俺達は零れ落ちた涙のように
登美川ステファニイ
1 飛び上がった鮫
この海が紫なのは、俺達が流した血の赤が海の青に混ざっているからだ。
本当の地球の海は青いと知ったのはいつだっただろうか。生まれる前の製造過程か、生まれた後の教育過程か。まあ、どっちでもいい。海が紫なのも、本当は微生物のせいで俺達の血が原因じゃない。
でもそれが真実だと思えるほどに、俺達はたくさん死んで血を流した。この海で。内地で。働くために生まれ、そして死んでいく。
パイオニクス。それが俺達だ。切り拓く者、パイオニア。その名を冠し遺伝子操作で人工的に生み出された俺達は、事実この星の産業を支えた。地球から追い出されようやく見つけたこの植民可能な星サイベルで、俺達は人間の為に働かされた。
やがて資源が蓄積すると、生存に必須な食料生産やエネルギー等の分野以外でも機械化を進めるだけの余裕が生まれた。パイオニクスの労働者は効率的な機械に置き換えられ、そして俺達は不要品として切り捨てられたのだ。
残ったのは機械化されなかった危険できつい仕事。それもとびきりの奴で、クラコゾンというサメに似た海棲生物の駆除だ。俺は今、その為に海にいる。どこまでも続く紫色の水平線を眺め、採掘リグから輸送される資源コンテナを見守っている。
俺はラケル・ホルト。二級ストラトス操縦免許を持っていて、主にシャガフ地区の周辺で任務に就いている。三等パイオニクスで、なんとか二等になろうとあがいているところだ。
仲間はたくさんいる。同じパイオニクスの連中が今日も周りにいて、今日も俺の他に一一人がいる。しかし乗っているストラトスの種類は違う。

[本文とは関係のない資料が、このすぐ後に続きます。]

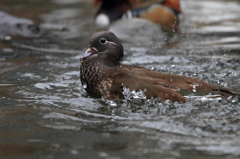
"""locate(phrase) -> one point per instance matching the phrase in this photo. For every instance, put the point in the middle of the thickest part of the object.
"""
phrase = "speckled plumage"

俺はクラコゾンとの戦闘に特化した大型のストラトス、トリトンギアに乗っている。一〇メートルの高さで全体的に丸みを帯びた人型のシルエットをしており、脚もあるが膝から下は横倒しの紡錘型になってる。これは海面に浮くことが出来るよう浮揚機構を備え、内部には推進用のスクリューが内蔵されている。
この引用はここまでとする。